Béla Hartmann studied with Vadim Suchanov and Nicolas Economou in Munich, John Bingham at Trinity College of Music, London, and with Elisso Virssaladse in Munich.

As a teacher Béla Hartmann has worked with pupils of all ages and levels from beginners to post graduate music college students. His pupils have enjoyed successes at concerts, competitions and auditions, have performed piano concertos, gained diploma qualifications and gone on to pursue professional careers. He has adjudicated in competitions and given masterclasses as well as lecture recitals.

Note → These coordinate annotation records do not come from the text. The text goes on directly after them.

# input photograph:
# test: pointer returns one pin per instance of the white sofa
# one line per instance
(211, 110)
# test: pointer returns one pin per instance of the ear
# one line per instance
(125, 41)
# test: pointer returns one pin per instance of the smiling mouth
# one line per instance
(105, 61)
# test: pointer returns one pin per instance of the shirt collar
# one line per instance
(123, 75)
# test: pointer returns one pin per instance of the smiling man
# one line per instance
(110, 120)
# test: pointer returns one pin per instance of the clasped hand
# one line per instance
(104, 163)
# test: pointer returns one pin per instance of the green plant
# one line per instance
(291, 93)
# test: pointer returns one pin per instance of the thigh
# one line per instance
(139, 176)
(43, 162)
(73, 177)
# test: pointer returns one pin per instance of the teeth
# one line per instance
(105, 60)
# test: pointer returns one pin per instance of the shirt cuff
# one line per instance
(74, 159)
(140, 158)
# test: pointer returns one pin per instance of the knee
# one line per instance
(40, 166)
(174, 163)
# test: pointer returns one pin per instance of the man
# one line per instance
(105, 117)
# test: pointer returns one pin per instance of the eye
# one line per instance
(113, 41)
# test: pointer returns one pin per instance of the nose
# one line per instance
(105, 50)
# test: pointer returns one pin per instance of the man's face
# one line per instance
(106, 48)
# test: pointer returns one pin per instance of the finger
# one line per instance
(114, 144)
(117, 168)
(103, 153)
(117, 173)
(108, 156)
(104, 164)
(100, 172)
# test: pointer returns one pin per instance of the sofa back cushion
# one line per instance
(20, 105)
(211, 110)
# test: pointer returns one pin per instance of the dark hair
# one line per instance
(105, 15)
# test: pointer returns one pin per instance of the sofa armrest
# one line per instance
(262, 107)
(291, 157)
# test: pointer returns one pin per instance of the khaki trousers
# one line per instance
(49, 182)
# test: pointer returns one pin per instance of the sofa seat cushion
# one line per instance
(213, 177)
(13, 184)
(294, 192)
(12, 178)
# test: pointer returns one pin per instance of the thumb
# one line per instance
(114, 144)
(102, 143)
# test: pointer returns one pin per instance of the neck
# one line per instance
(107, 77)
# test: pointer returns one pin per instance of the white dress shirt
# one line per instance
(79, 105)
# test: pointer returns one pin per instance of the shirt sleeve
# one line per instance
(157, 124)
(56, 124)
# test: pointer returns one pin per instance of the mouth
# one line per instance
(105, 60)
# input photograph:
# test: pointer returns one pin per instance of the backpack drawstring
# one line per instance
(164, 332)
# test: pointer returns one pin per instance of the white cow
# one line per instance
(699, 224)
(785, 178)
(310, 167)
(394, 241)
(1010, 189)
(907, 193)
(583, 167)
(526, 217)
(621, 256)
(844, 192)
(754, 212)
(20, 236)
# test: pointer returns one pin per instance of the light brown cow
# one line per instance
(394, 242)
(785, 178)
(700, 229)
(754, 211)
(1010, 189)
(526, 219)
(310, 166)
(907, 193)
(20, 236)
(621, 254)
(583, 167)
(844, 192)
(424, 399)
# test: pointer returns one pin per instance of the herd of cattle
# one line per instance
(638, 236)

Béla Hartmann only recently began composing but has in that time written a variety of small and large pieces for aspiring pianists. He is particularly interested in chamber music collaborations between early and intermediate pupils. His own concert pieces often take their inspiration from vocal works by Brahms and other late romantic composers, and the poetry of Rilke.

Programme

Programme notes

Leoš Janáček

Pohádka
  1. Con moto – Andante
  2. Con moto – Adagio
  3. Allegro

Pohádka (traditionally translated as Fairy Tale, or more literally from the Czech: A Tale) is a chamber composition for cello and piano by Czech composer Leoš Janáček.

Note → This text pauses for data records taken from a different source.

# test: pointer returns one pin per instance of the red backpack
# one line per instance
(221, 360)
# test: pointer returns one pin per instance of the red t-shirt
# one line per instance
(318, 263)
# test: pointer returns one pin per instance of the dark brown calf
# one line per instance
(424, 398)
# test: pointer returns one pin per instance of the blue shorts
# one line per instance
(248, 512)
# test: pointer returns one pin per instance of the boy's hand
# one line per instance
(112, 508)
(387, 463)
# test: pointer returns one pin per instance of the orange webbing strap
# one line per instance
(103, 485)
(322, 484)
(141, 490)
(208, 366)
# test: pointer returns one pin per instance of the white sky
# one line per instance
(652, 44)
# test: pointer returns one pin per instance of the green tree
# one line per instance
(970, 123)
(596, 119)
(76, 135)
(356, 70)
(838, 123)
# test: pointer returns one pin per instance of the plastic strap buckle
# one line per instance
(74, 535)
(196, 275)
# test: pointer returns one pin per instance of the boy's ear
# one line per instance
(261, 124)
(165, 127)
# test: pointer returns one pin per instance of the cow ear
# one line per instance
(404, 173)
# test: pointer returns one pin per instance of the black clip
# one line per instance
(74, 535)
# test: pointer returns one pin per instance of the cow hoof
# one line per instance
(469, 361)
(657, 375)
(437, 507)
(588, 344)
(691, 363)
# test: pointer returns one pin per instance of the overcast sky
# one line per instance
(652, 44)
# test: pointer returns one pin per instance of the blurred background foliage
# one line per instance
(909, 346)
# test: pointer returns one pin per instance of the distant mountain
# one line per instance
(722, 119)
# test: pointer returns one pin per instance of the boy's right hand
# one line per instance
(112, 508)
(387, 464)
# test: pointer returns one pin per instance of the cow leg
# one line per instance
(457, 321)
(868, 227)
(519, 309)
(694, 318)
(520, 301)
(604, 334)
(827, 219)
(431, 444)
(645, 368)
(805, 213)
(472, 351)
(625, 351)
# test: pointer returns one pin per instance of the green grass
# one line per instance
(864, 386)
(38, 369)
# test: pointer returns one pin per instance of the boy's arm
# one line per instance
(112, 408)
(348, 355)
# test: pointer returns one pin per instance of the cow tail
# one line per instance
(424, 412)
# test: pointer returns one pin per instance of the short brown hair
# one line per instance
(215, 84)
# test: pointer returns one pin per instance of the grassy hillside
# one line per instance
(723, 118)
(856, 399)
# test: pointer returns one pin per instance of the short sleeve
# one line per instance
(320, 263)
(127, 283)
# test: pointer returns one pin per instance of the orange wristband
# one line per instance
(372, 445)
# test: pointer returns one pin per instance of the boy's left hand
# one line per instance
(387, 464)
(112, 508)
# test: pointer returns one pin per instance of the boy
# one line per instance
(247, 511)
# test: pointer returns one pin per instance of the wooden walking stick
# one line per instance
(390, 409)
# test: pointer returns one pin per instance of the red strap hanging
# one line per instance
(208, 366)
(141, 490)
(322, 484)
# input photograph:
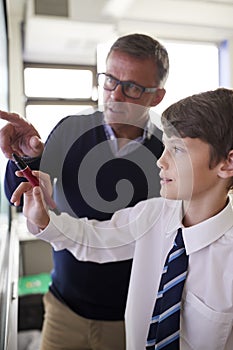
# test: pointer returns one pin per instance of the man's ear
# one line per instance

Pohádka is based on an epic poem by the Russian author Vasily Zhukovsky entitled The Tale of Tsar Berendyey, which unsurprisingly piqued Janáček’s interest in Russian culture. The composition presents scenes from the story rather than being a complete description of the tale.

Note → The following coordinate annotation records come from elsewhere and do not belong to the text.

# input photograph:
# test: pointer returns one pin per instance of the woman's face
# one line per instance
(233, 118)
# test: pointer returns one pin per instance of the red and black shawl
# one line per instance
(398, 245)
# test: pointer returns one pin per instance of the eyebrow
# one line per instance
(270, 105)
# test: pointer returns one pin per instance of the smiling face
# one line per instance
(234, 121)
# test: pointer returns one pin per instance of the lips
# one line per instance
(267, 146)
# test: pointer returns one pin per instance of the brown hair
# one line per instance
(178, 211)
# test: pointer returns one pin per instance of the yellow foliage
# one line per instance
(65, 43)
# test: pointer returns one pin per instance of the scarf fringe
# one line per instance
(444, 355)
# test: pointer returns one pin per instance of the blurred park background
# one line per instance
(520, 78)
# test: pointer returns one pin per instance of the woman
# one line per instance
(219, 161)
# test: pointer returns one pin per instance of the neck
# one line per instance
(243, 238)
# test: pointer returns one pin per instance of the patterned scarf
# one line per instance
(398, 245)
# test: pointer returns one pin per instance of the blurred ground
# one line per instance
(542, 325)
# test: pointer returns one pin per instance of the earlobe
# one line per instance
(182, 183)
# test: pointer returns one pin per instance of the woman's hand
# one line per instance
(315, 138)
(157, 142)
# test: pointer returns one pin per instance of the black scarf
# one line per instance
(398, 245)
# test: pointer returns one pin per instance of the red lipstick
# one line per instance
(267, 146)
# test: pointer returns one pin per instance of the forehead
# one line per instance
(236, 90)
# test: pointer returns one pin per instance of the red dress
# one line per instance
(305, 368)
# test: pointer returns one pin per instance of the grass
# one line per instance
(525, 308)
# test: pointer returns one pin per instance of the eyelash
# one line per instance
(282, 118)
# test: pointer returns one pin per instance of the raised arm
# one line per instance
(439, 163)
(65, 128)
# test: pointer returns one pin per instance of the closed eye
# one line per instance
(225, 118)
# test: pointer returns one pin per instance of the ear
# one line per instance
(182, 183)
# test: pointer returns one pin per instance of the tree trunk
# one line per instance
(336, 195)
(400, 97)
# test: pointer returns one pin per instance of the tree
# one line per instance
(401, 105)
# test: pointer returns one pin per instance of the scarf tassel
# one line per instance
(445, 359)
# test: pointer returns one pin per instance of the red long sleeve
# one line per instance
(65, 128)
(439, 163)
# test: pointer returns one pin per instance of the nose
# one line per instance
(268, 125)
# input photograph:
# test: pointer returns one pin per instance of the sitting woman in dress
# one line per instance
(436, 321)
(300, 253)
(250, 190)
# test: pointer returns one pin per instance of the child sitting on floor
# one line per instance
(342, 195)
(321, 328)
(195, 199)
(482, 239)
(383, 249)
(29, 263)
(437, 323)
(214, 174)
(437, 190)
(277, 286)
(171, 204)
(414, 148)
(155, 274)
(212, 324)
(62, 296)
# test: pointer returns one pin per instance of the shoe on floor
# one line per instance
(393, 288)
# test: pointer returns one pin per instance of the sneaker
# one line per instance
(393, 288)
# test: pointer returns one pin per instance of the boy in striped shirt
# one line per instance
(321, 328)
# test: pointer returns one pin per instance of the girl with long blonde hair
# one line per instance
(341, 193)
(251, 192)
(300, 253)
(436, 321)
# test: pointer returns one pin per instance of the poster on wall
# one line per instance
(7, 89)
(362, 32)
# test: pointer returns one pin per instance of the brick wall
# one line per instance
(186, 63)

It was composed at a difficult time for Janáček, following the death of his daughter Olga and when he was still seeking musical recognition. Much of the music is in keys or modes with six flats, which gives the music a somewhat veiled quality similar to Janáček’s piano work In the Mists. Several different versions of the piece existed during his lifetime, although only the last is usually performed today. It is his only published composition for this combination of instruments.

Source: Wikipedia

Felix Mendelssohn

Cello Sonata No. 2 in D, Op. 58
  1. Allegro assai vivace
  2. Allegretto scherzando (in B minor)
  3. Adagio (in G major)
  4. Molto allegro e vivace

Felix Mendelssohn’s Cello Sonata No. 2 in D major, Op. 58, was composed in late 1842. The main theme of the first movement is a reworking of an unrealised Piano Sonata in G major. The Cello Sonata, which was dedicated to the Russian/Polish cellist Count Mateusz Wielhorski, has four movements.

Of particular interest is the Adagio, because it mirrors Mendelssohn’s fascination with the music of J. S. Bach. (He was then musical director of the Gewandhaus concerts at Leipzig and, as such, Bach’s distant successor.) The movement consists of a chorale in Bach’s typical style, played by the piano in rich arpeggios. In between the phrases of the chorale, the cello plays recitative-like passages, which resemble the recitative of the Fantasia in the Chromatic Fantasia and Fugue, BWV 903, and quotes its final passage.